Sacred Traditions and the Arts is one of the Research Forum’s consistently exciting ventures, organised jointly with King’s College London to create a dialogue between art history and theology. Glenn Sujo (G. F. Watts Associate Artist) warned us that his paper might be rather more sombre than Grayson Perry’s Reith Lecture that had aired that morning on Radio 4. But in some ways this whole seminar addressed some similar modern anxieties about art, not least the thorny matter of beauty.
Glenn’s lecture “The Image of atrocity is never innocent: the aporiai of the visual” was about the art produced, often covertly, during and in the immediate aftermath of the unspeakable horrors of the Shoah. To what extent do these “products of the imagination” adequately represent the horrific experience? His analysis of these aporiai concerned their subjects. A sketched view of a window spoke of confinement, and the seemingly simple subject of Jews transporting sewage carried an underlying message of the resilient struggle to maintain civilisation and sanitation in the ghetto. While there was not a complete disregard of treatment; sombre colours and jagged lines were considered, it was “Draw what you see” that almost became his keynote, and that these works embodied experience.
Tim Gorringe (University of Exeter) had written his lecture as a direct response to Glenn’s address. He began by stating that the “classical” view of beauty: harmony and proportion, as embodied in the art of Ancient Athens through Aquinas to Kant, when applied to religion, fails. It produces “high-grade kitsch” such as the Sistine Madonna, certainly an interesting definition of Raphael’s Roman masterpiece. For Tim, Grunewald’s Isenheim Altarpiece, through its choices in form and style addressed theological truth with greater success: the outrage at the suffering in the world. Bacon’s Three Figures at the Base of a Crucifixion achieves much the same: its initial exhibition leaving Kenneth Clark only able to remark “what an extraordinary world we live in”. For Steiner, true Tragedy in the arts required a metaphysical overlord, removed in the modern era by a secular, rational worldview.
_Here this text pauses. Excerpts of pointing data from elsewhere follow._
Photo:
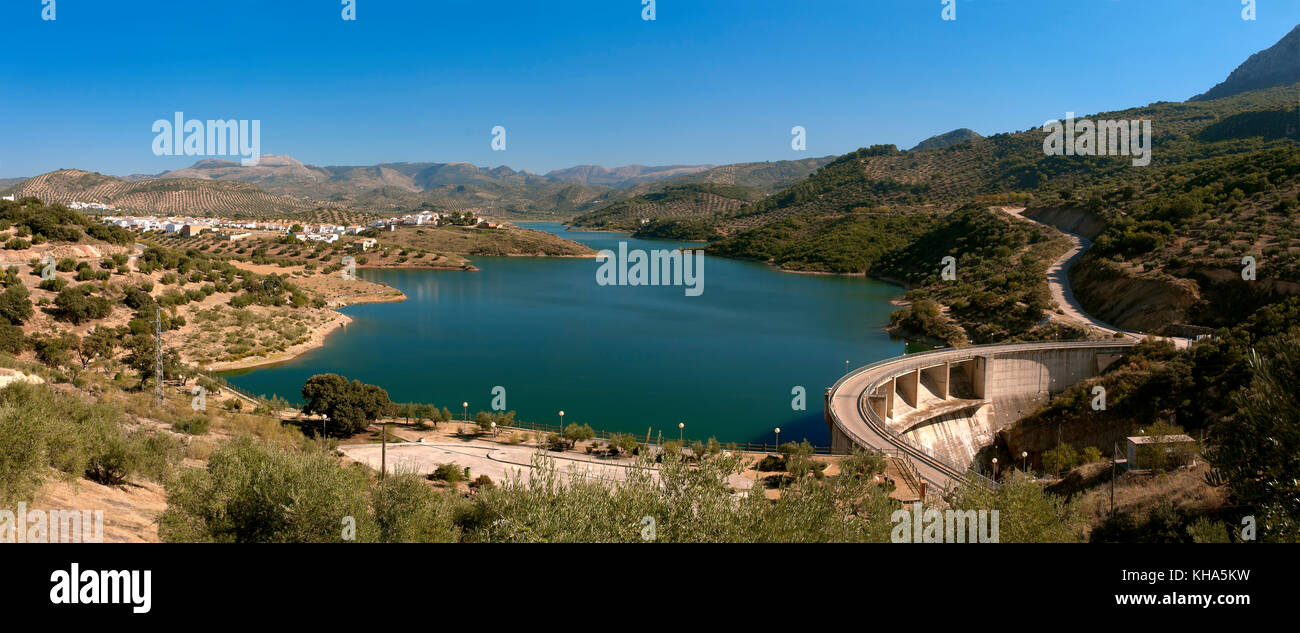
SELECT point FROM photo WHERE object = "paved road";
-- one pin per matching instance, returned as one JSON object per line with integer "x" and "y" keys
{"x": 499, "y": 462}
{"x": 1058, "y": 282}
{"x": 849, "y": 410}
But Tim tried to show that a painter within the secular age could still articulate profound tragedy through a “silent scream” at the injustice of existence.
This series always places a great emphasis on encouraging discussion afterwards. Showing a commendable willingness to disagree, a difference emerged between the two speakers of the status of a work of art made in the wake of tragedy as an object of knowledge. Is its ultimate value as a work of truth as a document of experience, or as an ineffable, theological statement akin to Job’s questioning of the injustice wreaked upon him? Keats’ aphorism of “beauty is truth, truth beauty” is often maligned as a bit of a cop-out, and indeed it is not all we need to know. But it is a starting point. We all have our own truths, artist, viewer and art historian, and many were expressed in this highly rewarding evening.